Oggi a Pontida è il giorno della Lega e di Matteo Salvini. Fin dalle prime ore del mattino i militanti e i sostenitori sono arrivati al Pratone in attesa che i volti noti del partito inizino a sfilare sul grande palco. Tra i gazebo che si affacciano sul pratone, tra cui ne spicca uno per la raccolta fondi in sostegno di Mario Roggero, si confrontano le due anime della Lega, quella che sostiene “sempre e fino in fondo” il segretario Salvini e quelli che chiedono “le sue dimissioni”. Ci sono le magliette blu con la scritta bianca “Io sto con Matteo” e quelle bianche con la scritta verde “Lega Nord fino alla morte”. La Lega ha intitolato il pratone di Pontida a Umberto Bossi e a scoprire la targa è stato il segretario Matteo Salvini. Sulla targa si legge: “Il sacro prato di Pontida è intitolato a Umberto Bossi. Colui che per primo diede voce al suo popolo e orgoglio alla sua terra. 1941-2026”.

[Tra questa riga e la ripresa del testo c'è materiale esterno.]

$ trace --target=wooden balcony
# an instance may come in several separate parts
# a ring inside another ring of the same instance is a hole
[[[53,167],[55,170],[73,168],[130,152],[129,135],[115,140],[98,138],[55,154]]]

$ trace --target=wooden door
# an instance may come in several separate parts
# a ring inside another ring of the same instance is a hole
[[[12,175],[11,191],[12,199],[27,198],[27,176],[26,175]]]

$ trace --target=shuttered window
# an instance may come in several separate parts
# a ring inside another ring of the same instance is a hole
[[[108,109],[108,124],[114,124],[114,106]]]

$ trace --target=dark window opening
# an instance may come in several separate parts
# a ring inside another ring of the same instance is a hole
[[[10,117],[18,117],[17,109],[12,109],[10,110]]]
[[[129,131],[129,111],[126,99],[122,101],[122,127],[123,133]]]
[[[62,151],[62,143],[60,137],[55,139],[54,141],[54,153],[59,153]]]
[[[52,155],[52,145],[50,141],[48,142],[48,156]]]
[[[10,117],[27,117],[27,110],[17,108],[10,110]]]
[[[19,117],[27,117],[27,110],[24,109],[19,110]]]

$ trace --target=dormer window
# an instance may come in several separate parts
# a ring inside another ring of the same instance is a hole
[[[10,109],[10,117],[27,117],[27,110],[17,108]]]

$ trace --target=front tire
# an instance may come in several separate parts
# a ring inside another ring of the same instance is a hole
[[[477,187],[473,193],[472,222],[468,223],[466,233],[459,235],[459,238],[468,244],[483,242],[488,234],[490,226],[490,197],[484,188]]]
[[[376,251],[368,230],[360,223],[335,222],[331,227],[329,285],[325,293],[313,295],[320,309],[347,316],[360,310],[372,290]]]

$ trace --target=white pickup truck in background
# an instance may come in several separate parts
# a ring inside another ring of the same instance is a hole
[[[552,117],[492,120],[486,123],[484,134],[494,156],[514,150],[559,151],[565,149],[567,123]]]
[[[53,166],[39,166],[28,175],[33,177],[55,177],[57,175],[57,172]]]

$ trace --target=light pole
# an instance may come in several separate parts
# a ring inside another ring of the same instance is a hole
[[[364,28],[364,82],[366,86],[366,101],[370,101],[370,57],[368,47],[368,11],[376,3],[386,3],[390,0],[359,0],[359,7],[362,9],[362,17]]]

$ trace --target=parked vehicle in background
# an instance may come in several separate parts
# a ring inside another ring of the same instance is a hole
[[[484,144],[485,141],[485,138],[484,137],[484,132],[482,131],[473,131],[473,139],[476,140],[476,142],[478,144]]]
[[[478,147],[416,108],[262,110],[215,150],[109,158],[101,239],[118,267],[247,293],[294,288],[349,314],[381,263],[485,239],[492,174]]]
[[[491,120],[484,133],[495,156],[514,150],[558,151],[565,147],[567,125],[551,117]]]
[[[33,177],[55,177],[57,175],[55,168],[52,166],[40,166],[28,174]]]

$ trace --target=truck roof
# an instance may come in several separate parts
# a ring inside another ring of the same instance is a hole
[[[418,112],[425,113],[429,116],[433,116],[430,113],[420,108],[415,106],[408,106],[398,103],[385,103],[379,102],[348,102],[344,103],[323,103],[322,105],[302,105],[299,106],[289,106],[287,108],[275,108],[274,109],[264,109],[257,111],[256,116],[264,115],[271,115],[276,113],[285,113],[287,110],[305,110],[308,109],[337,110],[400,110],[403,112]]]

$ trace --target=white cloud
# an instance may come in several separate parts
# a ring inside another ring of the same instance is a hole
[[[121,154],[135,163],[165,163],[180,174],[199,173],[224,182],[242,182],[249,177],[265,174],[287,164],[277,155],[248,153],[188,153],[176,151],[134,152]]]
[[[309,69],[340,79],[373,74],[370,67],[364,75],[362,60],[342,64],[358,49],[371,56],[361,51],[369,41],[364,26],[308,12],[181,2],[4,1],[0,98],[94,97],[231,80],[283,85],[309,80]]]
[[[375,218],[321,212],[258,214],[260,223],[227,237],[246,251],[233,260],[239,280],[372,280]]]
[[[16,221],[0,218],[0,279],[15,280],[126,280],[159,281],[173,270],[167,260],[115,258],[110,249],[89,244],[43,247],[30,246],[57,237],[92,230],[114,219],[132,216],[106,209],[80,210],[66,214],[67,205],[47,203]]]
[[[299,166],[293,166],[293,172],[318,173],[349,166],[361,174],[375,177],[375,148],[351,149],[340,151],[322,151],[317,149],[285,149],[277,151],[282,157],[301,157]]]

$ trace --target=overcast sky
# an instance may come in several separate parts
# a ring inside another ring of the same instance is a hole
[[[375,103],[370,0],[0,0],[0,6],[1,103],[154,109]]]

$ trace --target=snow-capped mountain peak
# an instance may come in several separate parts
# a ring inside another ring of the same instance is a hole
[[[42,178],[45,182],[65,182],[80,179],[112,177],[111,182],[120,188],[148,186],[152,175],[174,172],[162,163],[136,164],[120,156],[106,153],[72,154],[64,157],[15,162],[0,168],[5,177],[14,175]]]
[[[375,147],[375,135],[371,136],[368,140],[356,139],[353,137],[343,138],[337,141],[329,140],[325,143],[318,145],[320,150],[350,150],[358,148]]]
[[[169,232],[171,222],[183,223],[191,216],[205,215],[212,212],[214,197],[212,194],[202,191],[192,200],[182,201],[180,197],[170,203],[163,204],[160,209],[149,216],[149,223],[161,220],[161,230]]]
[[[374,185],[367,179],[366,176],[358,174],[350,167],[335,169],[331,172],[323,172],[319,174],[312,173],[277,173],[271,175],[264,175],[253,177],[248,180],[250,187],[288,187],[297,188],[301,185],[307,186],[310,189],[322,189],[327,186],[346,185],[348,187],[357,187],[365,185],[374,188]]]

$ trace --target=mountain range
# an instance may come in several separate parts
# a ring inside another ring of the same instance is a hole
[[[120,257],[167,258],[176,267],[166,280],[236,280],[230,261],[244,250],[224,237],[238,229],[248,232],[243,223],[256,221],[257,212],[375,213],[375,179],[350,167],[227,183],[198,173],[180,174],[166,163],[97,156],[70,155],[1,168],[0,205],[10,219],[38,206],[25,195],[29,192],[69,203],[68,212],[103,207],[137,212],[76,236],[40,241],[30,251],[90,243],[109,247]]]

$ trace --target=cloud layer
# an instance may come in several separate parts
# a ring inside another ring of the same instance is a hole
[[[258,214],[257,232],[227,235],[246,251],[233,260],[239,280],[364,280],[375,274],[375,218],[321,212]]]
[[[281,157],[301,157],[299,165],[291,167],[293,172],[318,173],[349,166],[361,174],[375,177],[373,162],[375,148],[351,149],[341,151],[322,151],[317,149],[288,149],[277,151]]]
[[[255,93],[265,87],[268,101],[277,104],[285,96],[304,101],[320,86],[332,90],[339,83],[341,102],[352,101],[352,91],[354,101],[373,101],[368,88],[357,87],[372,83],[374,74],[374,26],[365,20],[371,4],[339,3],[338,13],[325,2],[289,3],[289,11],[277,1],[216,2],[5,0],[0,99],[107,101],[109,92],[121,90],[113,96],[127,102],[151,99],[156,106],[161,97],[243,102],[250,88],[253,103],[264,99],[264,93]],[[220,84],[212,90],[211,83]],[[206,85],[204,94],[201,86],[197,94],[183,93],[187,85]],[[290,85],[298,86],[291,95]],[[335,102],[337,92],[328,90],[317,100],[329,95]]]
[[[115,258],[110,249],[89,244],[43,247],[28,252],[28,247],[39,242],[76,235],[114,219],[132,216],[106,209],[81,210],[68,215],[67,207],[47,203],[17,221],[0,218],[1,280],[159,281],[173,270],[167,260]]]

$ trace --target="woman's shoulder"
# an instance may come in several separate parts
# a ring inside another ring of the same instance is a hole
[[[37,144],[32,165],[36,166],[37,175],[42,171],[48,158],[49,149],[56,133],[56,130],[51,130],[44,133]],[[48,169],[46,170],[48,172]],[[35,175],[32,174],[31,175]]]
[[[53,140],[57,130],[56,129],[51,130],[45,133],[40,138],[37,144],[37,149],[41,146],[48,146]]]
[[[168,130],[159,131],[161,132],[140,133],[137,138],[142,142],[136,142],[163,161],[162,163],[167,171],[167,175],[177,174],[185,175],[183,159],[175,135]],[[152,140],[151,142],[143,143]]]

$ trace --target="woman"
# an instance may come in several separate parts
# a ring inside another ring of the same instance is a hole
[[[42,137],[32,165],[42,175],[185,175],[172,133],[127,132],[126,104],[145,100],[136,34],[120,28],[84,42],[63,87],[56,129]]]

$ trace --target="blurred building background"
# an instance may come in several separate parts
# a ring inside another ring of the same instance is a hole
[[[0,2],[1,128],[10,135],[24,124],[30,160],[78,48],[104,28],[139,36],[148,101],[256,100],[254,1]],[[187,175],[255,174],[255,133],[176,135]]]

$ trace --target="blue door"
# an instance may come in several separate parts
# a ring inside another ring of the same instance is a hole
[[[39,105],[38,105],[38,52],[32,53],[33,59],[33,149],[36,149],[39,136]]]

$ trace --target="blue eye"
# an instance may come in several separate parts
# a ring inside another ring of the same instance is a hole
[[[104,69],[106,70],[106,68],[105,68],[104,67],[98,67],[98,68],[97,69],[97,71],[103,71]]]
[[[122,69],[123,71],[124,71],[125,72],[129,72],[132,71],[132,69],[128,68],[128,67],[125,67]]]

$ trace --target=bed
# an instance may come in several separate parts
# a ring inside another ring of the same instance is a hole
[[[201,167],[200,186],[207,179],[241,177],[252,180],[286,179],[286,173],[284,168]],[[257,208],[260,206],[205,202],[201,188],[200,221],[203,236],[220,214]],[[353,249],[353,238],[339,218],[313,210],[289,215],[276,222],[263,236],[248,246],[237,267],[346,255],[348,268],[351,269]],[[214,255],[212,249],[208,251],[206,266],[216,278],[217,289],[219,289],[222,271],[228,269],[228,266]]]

Al gazebo che vende le magliette in sostegno di Salvini, già alle nove del mattino ne hanno “già prenotate trecento e altre trecento le abbiamo qua pronte da vendere. Oggi questa è la maglietta da avere e dovremmo indossarla tutti perché dobbiamo dare al nostro segretario il senso di fiducia. Per noi la Lega è Matteo”. Ma dall’altra parte ci sono quelli che vorrebbero un cambio al vertice della Lega. “Questa maglietta manda un messaggio che Salvini se ne deve andare, perché ha snaturato la Lega, altrimenti la gente non capisce che differenza c’è nel votare Vannacci e la Meloni. Se arriva Zaia in una notte recuperiamo migliaia di voti”, dice un militante di lungo corso con la t-shirt “Lega Nord fino alla morte”. Diversi i manifesti che ricordano Umberto Bossi, “Grazie Umberto” e gli slogan contro l’Europa, “Più motori meno Green Deal”, con il cartonato della Von der Leyen. Non mancano i cartelli a sostegno del segretario Matteo Salvini come “Non esiste altro leader all’infuori di te” e ”Pontida non chiede un nome grida Salvini”. Sono le diverse sensibilità della Lega che si incontrano per capire insieme dove andare.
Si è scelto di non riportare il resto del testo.